Epilepsy a hidden burden for Aussie women

Katelyn CatanzaritiAAP
Justine Knott: epilepsy can leave you isolated because people don't know what it's like to be you.
Camera IconJustine Knott: epilepsy can leave you isolated because people don't know what it's like to be you. Credit: AAP

Justine Knott woke in the middle of the night to a loud explosion and felt terror course through her body.

She grabbed her then nine-year-old from his bed, dragged him to the back of the house and locked him in the laundry before running back to confront whatever disaster awaited.

It took several minutes to realise there had been no blast - it was just another nocturnal epileptic seizure.

Knott, a psychologist from Melbourne, had been sleeping badly and having peculiar sensations when she was diagnosed at the age of 41.

"I had wet the bed a couple of times. I was waking up with my mouth chewed, terrible headaches, feeling groggy and confused," she told AAP.

"There were these terrible images, terrible dreams. I thought maybe there was something psychiatric going on."

Her son Jack, now 18, remembers being startled by her panicked cries.

"(She was) calling out confused with where she was, what was happening, who she was.
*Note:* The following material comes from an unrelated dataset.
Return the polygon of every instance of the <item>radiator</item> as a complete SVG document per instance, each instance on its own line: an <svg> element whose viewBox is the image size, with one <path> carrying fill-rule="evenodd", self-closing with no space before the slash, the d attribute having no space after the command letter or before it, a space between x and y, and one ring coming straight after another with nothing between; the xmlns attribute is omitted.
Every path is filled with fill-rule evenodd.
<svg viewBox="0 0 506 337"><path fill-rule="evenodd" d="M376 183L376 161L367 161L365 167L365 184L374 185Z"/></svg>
She even forgot her name once," he said.

"She often saw an octopus on the ceiling of her bedroom."

Epilepsy is a neurological disorder associated with abnormal electrical brain activity which can cause seizures, loss of consciousness and sensory disturbance.

Australian Institute of Health and Welfare figures released ahead of Saturday's international awareness Purple Day show the condition affects about 151,000 Australians, with tens of thousands hospitalised each year.
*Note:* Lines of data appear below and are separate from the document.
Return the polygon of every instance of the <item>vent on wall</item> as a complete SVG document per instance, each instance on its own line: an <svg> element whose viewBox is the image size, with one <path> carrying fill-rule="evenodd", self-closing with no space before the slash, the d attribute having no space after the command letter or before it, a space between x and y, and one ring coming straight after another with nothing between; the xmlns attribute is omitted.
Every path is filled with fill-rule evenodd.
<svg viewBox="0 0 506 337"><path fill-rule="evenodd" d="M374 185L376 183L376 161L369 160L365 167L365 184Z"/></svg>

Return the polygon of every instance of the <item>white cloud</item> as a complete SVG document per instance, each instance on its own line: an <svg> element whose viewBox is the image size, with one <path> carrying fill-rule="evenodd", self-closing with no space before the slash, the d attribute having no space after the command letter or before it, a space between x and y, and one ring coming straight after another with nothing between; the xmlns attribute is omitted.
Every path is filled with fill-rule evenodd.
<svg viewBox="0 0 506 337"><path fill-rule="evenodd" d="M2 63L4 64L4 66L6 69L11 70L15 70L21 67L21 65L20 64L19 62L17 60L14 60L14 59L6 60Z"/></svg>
It can lead to a higher prevalence of social isolation, mental health disorders, strained relationships and employment discrimination.

But women face additional challenges because of the impact hormones and medication can have during puberty, while on contraception, during pregnancy and breastfeeding.
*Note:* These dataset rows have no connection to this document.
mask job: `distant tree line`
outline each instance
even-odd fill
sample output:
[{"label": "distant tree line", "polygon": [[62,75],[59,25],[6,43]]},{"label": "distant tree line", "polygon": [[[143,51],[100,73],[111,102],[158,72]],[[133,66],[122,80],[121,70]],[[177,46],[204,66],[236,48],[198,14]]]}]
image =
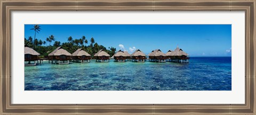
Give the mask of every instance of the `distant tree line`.
[{"label": "distant tree line", "polygon": [[[88,40],[84,36],[78,39],[73,39],[71,36],[69,36],[67,38],[67,42],[62,44],[60,42],[57,41],[53,35],[46,38],[45,40],[38,40],[36,38],[36,34],[40,31],[40,30],[41,30],[41,27],[39,25],[35,25],[34,28],[30,29],[30,30],[35,30],[35,37],[34,39],[31,36],[28,37],[28,38],[25,38],[25,45],[33,48],[34,50],[41,54],[41,57],[47,56],[59,46],[62,46],[71,54],[78,48],[82,48],[92,56],[101,49],[109,54],[111,56],[115,54],[116,51],[116,48],[108,47],[108,48],[107,49],[104,46],[98,44],[95,42],[93,37],[90,39],[90,44],[88,44]],[[53,43],[52,45],[51,45],[52,43]],[[88,44],[88,45],[86,45],[86,44]]]}]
This is compounded because at a time when they need the most support, many epilepsy sufferers often withdraw socially.

"You feel embarrassed ... that you're a burden," Knott said.

"You feel isolated because people don't know what it's like to be you."

These same feelings prompted fellow sufferer Ella Meredith to seek online support.

"My doctors have been really good but the focus isn't on peer support and the emotional support, it's on the treatment of the epilepsy," says Ms Meredith who was diagnosed a decade ago aged 22.

"I was never referred to a support group. Not once. And I've seen a lot of doctors."

Ms Meredith joined an online international group for women with epilepsy and she and a fellow Aussie soon decided to set up one locally.

A year later - in September 2021 - Australian Women with Epilepsy became a charity.

It already has 3000 members of like-minded women looking for advice, support or just somewhere to feel less alone in dealing with their invisible illness.

"We get messages from people saying they've never felt validated before," Ms Meredith said.